I spent a large fraction of last year working out a proposal for a junior group leader positions in my field. Now I was invited for an interview for the one position that I wanted most.
It was a total disaster.
I would like to describe this interview as a warning for other people who are invited to similar interviews.
The interview took place with an inter-disciplinary panel of about 25 natural science professors, of which 24 were male, obviously. I was to give a 15-minute presentation about my project, understandable for non-experts, followed by 15 minutes of questions.
So I travelled to the city in question, slept in a hotel, spent the day waiting and being nervous until it was time and my interview started. I was led into the room with these 25 professors, who were sitting in a U-shaped configuration — I had professors on both flanks and in front of me, which made me feel really cornered. My presentation was aready on the projector (I had to send it in before), and I was greeted with one sentence, dryly, without a smile, and asked to start.
I launched into my presentation and tried to make eye contact with the audience. To my surprise, almost all faces I saw looked at me with expressions of contempt and boredom. I have given many talks, and not once have I encountered such a negative atmsophere. I felt like I was talking to a wall of negativity.

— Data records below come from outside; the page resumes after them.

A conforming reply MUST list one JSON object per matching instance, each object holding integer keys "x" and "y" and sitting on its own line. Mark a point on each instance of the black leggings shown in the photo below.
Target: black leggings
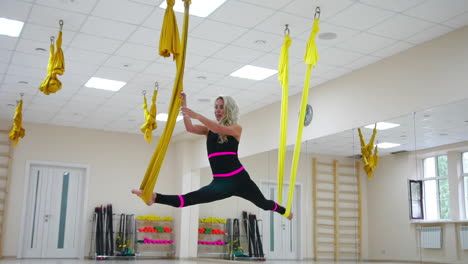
{"x": 221, "y": 188}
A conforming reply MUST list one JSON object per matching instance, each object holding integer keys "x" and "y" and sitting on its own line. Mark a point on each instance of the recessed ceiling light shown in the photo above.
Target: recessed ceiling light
{"x": 253, "y": 73}
{"x": 197, "y": 8}
{"x": 327, "y": 36}
{"x": 163, "y": 117}
{"x": 383, "y": 125}
{"x": 104, "y": 84}
{"x": 387, "y": 145}
{"x": 10, "y": 27}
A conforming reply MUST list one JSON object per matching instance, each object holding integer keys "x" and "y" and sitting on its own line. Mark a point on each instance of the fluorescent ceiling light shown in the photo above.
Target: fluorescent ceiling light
{"x": 163, "y": 117}
{"x": 253, "y": 73}
{"x": 104, "y": 84}
{"x": 197, "y": 8}
{"x": 10, "y": 27}
{"x": 383, "y": 125}
{"x": 387, "y": 145}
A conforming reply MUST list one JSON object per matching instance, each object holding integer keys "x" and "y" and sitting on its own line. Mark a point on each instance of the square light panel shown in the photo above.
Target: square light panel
{"x": 198, "y": 8}
{"x": 253, "y": 73}
{"x": 163, "y": 117}
{"x": 383, "y": 125}
{"x": 384, "y": 145}
{"x": 104, "y": 84}
{"x": 11, "y": 28}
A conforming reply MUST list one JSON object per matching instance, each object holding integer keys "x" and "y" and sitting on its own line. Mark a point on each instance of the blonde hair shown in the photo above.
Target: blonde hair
{"x": 231, "y": 114}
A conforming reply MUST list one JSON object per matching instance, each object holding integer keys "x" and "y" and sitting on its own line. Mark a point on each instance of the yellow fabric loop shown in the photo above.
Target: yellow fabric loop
{"x": 169, "y": 42}
{"x": 370, "y": 160}
{"x": 311, "y": 57}
{"x": 59, "y": 60}
{"x": 150, "y": 117}
{"x": 154, "y": 166}
{"x": 17, "y": 131}
{"x": 283, "y": 77}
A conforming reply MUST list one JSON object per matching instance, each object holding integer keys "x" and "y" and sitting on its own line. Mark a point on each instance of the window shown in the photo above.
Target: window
{"x": 465, "y": 180}
{"x": 436, "y": 188}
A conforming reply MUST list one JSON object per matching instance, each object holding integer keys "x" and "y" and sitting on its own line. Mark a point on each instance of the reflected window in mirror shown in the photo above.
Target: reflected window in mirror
{"x": 465, "y": 181}
{"x": 416, "y": 200}
{"x": 436, "y": 188}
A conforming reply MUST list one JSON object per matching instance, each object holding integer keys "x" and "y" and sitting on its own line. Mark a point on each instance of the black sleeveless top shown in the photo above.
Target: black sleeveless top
{"x": 223, "y": 158}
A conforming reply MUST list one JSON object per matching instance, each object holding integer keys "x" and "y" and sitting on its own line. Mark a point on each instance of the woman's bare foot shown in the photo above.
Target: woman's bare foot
{"x": 139, "y": 192}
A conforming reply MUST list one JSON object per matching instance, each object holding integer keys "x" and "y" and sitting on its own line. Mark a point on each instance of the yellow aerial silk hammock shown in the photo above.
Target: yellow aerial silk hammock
{"x": 56, "y": 65}
{"x": 371, "y": 161}
{"x": 311, "y": 57}
{"x": 17, "y": 131}
{"x": 168, "y": 44}
{"x": 150, "y": 116}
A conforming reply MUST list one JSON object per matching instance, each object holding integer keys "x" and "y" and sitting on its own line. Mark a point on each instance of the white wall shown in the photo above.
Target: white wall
{"x": 117, "y": 160}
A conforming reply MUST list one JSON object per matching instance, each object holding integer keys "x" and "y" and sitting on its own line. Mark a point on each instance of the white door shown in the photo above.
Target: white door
{"x": 54, "y": 201}
{"x": 280, "y": 234}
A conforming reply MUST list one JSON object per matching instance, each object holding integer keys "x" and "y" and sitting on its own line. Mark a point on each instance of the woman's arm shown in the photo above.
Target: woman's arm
{"x": 195, "y": 129}
{"x": 232, "y": 130}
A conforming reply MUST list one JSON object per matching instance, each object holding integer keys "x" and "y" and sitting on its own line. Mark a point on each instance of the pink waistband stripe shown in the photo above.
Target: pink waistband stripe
{"x": 230, "y": 173}
{"x": 221, "y": 154}
{"x": 181, "y": 201}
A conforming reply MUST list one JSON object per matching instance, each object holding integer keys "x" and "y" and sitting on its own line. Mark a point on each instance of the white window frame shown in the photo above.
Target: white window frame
{"x": 437, "y": 178}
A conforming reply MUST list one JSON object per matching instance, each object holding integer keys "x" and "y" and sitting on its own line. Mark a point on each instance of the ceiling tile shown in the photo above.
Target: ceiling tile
{"x": 115, "y": 74}
{"x": 138, "y": 52}
{"x": 400, "y": 27}
{"x": 225, "y": 33}
{"x": 307, "y": 8}
{"x": 146, "y": 36}
{"x": 93, "y": 43}
{"x": 13, "y": 9}
{"x": 5, "y": 55}
{"x": 43, "y": 34}
{"x": 238, "y": 54}
{"x": 251, "y": 14}
{"x": 107, "y": 28}
{"x": 458, "y": 21}
{"x": 122, "y": 10}
{"x": 81, "y": 6}
{"x": 360, "y": 17}
{"x": 125, "y": 63}
{"x": 259, "y": 40}
{"x": 7, "y": 42}
{"x": 366, "y": 43}
{"x": 276, "y": 24}
{"x": 393, "y": 49}
{"x": 429, "y": 34}
{"x": 50, "y": 17}
{"x": 85, "y": 56}
{"x": 438, "y": 11}
{"x": 203, "y": 47}
{"x": 394, "y": 5}
{"x": 338, "y": 57}
{"x": 219, "y": 66}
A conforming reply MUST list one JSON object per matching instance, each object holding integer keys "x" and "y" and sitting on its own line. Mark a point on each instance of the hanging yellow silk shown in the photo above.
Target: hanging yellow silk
{"x": 370, "y": 160}
{"x": 154, "y": 166}
{"x": 311, "y": 57}
{"x": 50, "y": 84}
{"x": 17, "y": 131}
{"x": 283, "y": 77}
{"x": 150, "y": 117}
{"x": 169, "y": 42}
{"x": 59, "y": 60}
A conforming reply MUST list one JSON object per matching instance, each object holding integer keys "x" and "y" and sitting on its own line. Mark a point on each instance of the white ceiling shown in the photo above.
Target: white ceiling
{"x": 101, "y": 36}
{"x": 430, "y": 128}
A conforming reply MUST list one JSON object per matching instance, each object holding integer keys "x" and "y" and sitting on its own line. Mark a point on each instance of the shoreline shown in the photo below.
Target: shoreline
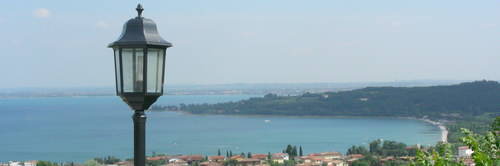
{"x": 444, "y": 130}
{"x": 440, "y": 125}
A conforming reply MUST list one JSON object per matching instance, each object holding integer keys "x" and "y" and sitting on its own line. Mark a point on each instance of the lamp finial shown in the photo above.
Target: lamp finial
{"x": 139, "y": 10}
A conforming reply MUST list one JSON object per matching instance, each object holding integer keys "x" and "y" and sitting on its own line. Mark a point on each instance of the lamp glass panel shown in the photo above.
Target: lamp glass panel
{"x": 139, "y": 70}
{"x": 117, "y": 70}
{"x": 155, "y": 70}
{"x": 128, "y": 69}
{"x": 161, "y": 62}
{"x": 152, "y": 70}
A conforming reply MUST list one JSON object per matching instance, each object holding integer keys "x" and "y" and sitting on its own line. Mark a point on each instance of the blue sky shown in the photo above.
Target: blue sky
{"x": 63, "y": 43}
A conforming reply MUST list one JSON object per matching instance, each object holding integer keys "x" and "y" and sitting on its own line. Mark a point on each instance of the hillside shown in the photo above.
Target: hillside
{"x": 442, "y": 102}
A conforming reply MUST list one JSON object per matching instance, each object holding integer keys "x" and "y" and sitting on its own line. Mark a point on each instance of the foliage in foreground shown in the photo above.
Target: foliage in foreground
{"x": 486, "y": 150}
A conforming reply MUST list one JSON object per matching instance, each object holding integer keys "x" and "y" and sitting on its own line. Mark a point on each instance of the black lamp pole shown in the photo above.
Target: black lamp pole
{"x": 139, "y": 72}
{"x": 139, "y": 138}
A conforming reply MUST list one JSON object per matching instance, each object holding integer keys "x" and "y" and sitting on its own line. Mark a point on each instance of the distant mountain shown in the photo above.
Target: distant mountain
{"x": 453, "y": 101}
{"x": 218, "y": 89}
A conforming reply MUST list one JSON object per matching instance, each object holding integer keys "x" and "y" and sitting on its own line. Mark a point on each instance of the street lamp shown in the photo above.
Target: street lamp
{"x": 139, "y": 71}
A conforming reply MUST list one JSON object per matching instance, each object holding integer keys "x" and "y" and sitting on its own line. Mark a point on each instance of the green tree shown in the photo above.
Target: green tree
{"x": 294, "y": 151}
{"x": 230, "y": 162}
{"x": 375, "y": 147}
{"x": 486, "y": 147}
{"x": 485, "y": 150}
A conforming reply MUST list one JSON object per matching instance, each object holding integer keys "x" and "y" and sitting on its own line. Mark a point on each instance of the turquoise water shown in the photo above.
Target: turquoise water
{"x": 81, "y": 128}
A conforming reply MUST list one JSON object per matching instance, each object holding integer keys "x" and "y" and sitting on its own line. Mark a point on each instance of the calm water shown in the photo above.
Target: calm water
{"x": 81, "y": 128}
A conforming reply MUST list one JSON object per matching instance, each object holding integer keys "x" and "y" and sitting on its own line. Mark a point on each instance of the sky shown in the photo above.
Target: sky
{"x": 64, "y": 43}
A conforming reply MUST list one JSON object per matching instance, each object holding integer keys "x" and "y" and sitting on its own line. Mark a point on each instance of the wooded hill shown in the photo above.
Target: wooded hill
{"x": 440, "y": 102}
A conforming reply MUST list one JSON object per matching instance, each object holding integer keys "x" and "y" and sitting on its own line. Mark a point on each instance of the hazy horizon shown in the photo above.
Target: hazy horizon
{"x": 64, "y": 43}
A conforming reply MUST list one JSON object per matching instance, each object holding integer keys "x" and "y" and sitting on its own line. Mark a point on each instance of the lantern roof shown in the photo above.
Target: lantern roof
{"x": 140, "y": 31}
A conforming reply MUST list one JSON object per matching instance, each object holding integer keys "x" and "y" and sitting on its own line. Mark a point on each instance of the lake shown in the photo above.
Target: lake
{"x": 81, "y": 128}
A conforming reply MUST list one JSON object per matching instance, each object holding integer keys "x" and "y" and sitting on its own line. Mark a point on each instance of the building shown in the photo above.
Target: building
{"x": 260, "y": 156}
{"x": 248, "y": 162}
{"x": 464, "y": 152}
{"x": 280, "y": 157}
{"x": 210, "y": 163}
{"x": 216, "y": 158}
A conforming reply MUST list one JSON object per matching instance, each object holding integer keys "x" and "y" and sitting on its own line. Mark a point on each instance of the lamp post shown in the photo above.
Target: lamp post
{"x": 139, "y": 55}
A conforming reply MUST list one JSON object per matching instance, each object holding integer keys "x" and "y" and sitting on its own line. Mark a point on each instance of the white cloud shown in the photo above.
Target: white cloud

This had a surprisingly strong effect on me. From other academic presentations and from a few other interviews I was used to faces which are somewhere between neutral and friendly, with always one or two friendly faces that I can use as a source of encouragement during my talk. I should have prepared for it being different; but I did not even consider it.
One professor, who is in a totally different field than me, even started to slowly shake his head while I was looking at him when talking. I started to get very nervous. I thought: “This is going wrong, but it can’t go wrong, it can’t… ”
I somehow managed to finish the talk, knowing that I had not talked well, far worse than my worst talk ever, and that in such an important moment! Then the questions were starting. I had expected some sort of benevolence, critical, but interested questions. This was not the case. The questions seemed to me full of contempt, and accompanied by very bored, very negative faces. Not one question showed interest in my actual project.
Instead, they asked: “And what is your opinion about big open question XY?” (which has nothing to do with my talk and on which I have never done any work). And, probingly, as if I was a first year student: “Do you know what Professor XY has contributed to your field?” (who is a guy that I have heard of only in passing). “You say that you use method P, well anyone can use method P. What is the point?” or “You say you use method Z to learn about T, but what is there even to learn? Don’t you get out what you put in?” (which is a totally absurd question for someone knowing even the smallest thing about my field…). In all, the questions showed a surprising lack of respect for me. I guess I am just not used to that anymore, with people in my field usually reacting very positively to my talks.
I could have answered these questions well, in principle, if I had a few extra minutes to think, or if I had been calmer and not so confused by the negative atmosphere. Another mistake was that I did not expect that they would question the basic methods in my field which are used by hundreds of groups around the world. I thought I would have to defend my own project, not my field. I started rambling. I noticed that I did not answer the questions well, noticed that I used the wrong verb here, sounded too insecure there. It didn’t help that people were making extremely negative faces, as if I was a total idiot, as if my track record, which is actually very good, had zero influence on them. It did not help to stand as a woman in front of older men who seemed to expect me to fail from the start.
Now why did I fail this interview?
My answer to that is: Because I felt that they expected me to fail. I am unfortunately a social person, instinctively keen on meeting other people’s expectations of me. And that is it; if you are a woman, you cannot, CANNOT be sensitive to these kind of expectations. You need to have a thick skin. I don’t have one, but if I had been warned, I would have prepared differently for the interview, and it would have gone better. So my hope is that maybe someone out there might profit from this warning: Throw away your need for being liked and harmony if you go into a job interview like that, and be much colder, much calmer than I was. I will write up some more concrete ideas on how I should have done this better soon.